Key Concepts
This section describes the core components and policies that make up the KakaoCloud Secrets Manager service. Understanding these concepts will help you use Secrets Manager more effectively.
Secret
The most basic resource unit stored and managed in the Secrets Manager service. A secret acts as a container for sensitive information such as database credentials, API keys, or plain text. It consists of a unique name (ARN), metadata, and multiple versions of values.
Secret version
A unique data unit created each time the value of a secret is updated. Every version has a unique ID, and Secrets Manager designates the latest version as the default version to be used as the currently active value.
Secret state
A secret can have multiple versions, and each version is managed by its own state.
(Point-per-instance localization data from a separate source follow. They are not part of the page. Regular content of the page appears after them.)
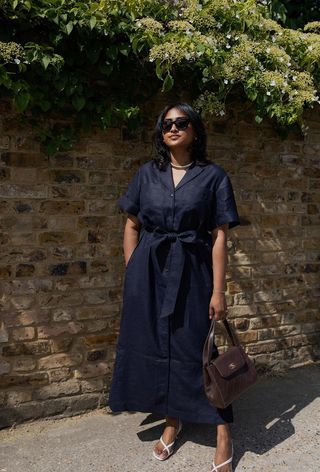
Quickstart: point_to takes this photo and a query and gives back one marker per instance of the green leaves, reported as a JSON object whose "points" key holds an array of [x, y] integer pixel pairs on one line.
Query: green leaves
{"points": [[96, 62], [78, 102]]}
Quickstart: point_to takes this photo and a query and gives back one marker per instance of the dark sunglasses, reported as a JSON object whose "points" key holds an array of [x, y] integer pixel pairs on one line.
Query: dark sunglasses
{"points": [[181, 123]]}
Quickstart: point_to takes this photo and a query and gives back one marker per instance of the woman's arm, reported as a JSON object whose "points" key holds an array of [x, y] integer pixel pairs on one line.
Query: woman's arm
{"points": [[218, 305], [131, 236]]}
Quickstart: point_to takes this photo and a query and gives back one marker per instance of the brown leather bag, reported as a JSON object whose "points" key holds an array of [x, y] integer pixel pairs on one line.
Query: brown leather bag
{"points": [[229, 374]]}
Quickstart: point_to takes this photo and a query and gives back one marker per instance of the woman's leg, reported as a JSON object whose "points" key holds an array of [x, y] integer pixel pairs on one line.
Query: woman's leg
{"points": [[169, 434], [224, 448]]}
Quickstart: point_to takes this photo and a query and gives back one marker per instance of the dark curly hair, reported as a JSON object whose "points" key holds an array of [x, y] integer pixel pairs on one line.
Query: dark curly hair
{"points": [[198, 149]]}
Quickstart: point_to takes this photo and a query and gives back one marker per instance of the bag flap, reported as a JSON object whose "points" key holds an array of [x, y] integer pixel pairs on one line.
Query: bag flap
{"points": [[230, 361]]}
The actual availability of a secret depends on the state of its versions.
| State | Description |
|---|---|
Active | The version is active and is the only state in which encryption and decryption can be performed. - New versions are created in the active state and set as the default version. |
Deactivated | The version is deactivated, temporarily suspending its use. - Use this state when suspicious activity is detected or when applications must be temporarily suspended. - If all versions are deactivated or destroyed, the secret is automatically deactivated. - Deactivated is not permanent and can be switched back to active at any time. |
Destroyed | The version is permanently deleted and cannot be recovered. - Once all versions of a secret are destroyed, the secret itself can be permanently deleted. |
Access control
You can strengthen secret security by using access control.
As the owner, the secret creator has access and management permissions for the secrets they created while their IAM role is maintained.
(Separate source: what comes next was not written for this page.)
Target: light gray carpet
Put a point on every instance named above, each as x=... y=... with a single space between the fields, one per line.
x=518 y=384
- Enabled: You can configure allowed subjects. Configurable subjects include users, groups, service accounts, and service agent accounts in the same project. Actual permissions follow their IAM roles.
- Disabled: Subjects with the IAM role required to use the secret can access the secret.
Roles
The Secrets Manager service uses a Role-Based Access Control (RBAC) model to securely and systematically manage access permissions for secret resources. IAM assigns roles to users to restrict them to only the allowed operations.
Secrets Manager Viewer
Has permission to view resources in a project, including secret lists, states, and version information. However, this role cannot view secret values or perform cryptographic or management tasks such as creating secrets or changing states.
- To view KMS key information, the KMS Viewer role or higher is also required.
Secrets Manager Manager
Includes secret view permissions and can perform Secrets Manager management tasks in a project, such as creating, modifying, deleting, and updating secret values. To use KMS keys for secret encryption, the KMS User role or higher is required.
- To encrypt and decrypt secrets using KMS keys, such as when creating secrets, changing KMS keys, creating versions, or viewing secret values, the KMS User role or higher is also required.